Tale of the tape
Written by Simon Austin — July 31, 2017
JODIE TAYLOR’S previously invisible aid was revealed as she rolled down her socks following another match-winning performance at the Women’s Euros.
A bright red strip could be seen stretching halfway up the striker’s right calf as she celebrated with her team-mates. Other England players have sported this tape too: Fara Williams on her quads and Toni Duggan on her hamstrings.
Fans may be perplexed by the sight of bright tracks adorning the skin of their favourite stars, but pro athletes and physios will be well aware of what it is. Kineseology tape (K tape for short) is used in sports from tennis to synchro swimming and Gareth Bale says it "gives you confidence that you can carry on running without getting injured”.
Dr Kenzo Kase invented it back in the early 1970s. The Japanese chiropractor wanted to get elderly patients’ joints in position while still allowing a range of movement (kinesiology is the study of the mechanics of body movement) and found existing tapes too rigid and irritating.
"There is something to this that good practitioners cannot ignore"
After years of trials and tests, he came up with a lightweight, hypoallergenic material that provided support, allowed a range of movement and didn't rouse rashes. That cotton product has now evolved into the modern gold standard manufactured by Surrey firm Toropro.
Their tape is water and sweat resistant; breathable and hypoallergenic; synthetic and strong; and has the same weight and thickness as human skin. The tape is used to aid support of the joints and align muscles, but there is now a belief it could aid pain relief and ease swelling too, by affecting the receptors of the skin and lifting the dermis to allow increased blood flow.
Dr Marie-Elaine Grant, the Irish Olympic team’s lead physio for 20 years and now physio to the IOC Medical Commission, admits: “K tape has taken the world by storm”.
When it first came to international prominence, at the 2008 Beijing Olympics, K tape appeared to be a colourful fashion accessory, but Grant says there seem to be strong medical benefits to it too.
“Athletes continue to use it and request it, so there is something to this that good practitioners cannot ignore,” she told the BJSM podcast.
“Because it effects the organ of the skin, the tape helps to relieve pain and helps to effect the homeostasis of blood flow and lymph. In such cases we are going to get alterations in blood flow where you get a contusion or haematoma.
“By applying this light tape these haematomas seem to resolve quicker. There are studies out there looking at resolution of superficial injury which look promising.
“Why and how it helps to do this we are still not sure. K tape is very light and soft and addresses the dermis of the skin, where we have a lot of sensory receptors. There is some theory that it might be affecting these receptors and in some case muscle activity.”
Grant wants further research into the reasons why K tape achieves these benefits - something Suzanne Bowen, the founder of Toropro, backs too.
The former Aldershot Town and Fulham Ladies physio set up the company three years ago after becoming disappointed with the existing tapes on the market. Now Toropro supplies athletes from a range of sports, as well as football clubs including Chelsea, Stoke City and the England Women’s team.

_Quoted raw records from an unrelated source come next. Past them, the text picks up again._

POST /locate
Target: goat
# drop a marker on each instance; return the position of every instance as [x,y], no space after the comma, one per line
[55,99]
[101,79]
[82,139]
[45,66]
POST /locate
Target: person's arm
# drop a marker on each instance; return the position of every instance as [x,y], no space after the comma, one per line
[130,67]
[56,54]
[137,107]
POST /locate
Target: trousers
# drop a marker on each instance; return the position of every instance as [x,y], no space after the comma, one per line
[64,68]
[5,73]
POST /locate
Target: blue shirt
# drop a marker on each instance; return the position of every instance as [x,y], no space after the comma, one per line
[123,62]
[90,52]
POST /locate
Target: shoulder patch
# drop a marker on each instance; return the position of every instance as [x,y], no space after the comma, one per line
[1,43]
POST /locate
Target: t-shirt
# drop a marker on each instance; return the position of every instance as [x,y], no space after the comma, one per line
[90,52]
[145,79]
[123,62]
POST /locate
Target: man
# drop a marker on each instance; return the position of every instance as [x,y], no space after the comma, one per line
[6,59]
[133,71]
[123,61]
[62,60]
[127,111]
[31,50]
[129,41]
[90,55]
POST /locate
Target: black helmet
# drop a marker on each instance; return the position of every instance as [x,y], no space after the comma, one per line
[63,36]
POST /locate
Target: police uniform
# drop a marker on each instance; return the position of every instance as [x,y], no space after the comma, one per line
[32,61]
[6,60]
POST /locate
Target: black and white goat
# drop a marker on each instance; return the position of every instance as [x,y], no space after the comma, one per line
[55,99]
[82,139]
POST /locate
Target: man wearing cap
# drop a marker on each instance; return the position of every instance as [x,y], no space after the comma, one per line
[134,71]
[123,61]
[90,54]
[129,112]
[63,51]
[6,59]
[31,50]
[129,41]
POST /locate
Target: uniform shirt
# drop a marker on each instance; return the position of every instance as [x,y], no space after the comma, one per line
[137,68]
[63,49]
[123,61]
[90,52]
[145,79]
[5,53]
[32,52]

“I had triathletes and synchronised swimmers as clients and the tape wasn’t working in the water and some of them were also allergic to it,” she told TGG.
“We started trying out different materials and adhesives until we came up with the tape you see today. It can last for eight hours in a swimming pool without coming off and only holds 10% of its weight in water, compared to 25% for other tapes. It’s robust but extremely comfortable as well.”
K tape may appear a simple product - and is relatively inexpensive (Toropro tape costs £13 for a 5 metre roll) - but not just anyone can apply it.
“Technique is absolutely crucial to a successful taping appliance,” Grant says. Johnny Wilson, the Head of Sports Medicine at Notts County, has been on a kinesiology taping course and regularly applies it to players before training and matches.
“The course covered how to apply the tape and the science behind it,” Wilson told TGG. “Preparation of the skin is important, as is the tension you apply. You lengthen the muscle as you apply the tape and the tension lifts the epidermis.
“I only use tape when players request it – mainly for hamstring pain or tightness – and the players who use it certainly get a psychological benefit.”
Whatever your thoughts on it, K tape certainly seems to be here to stay.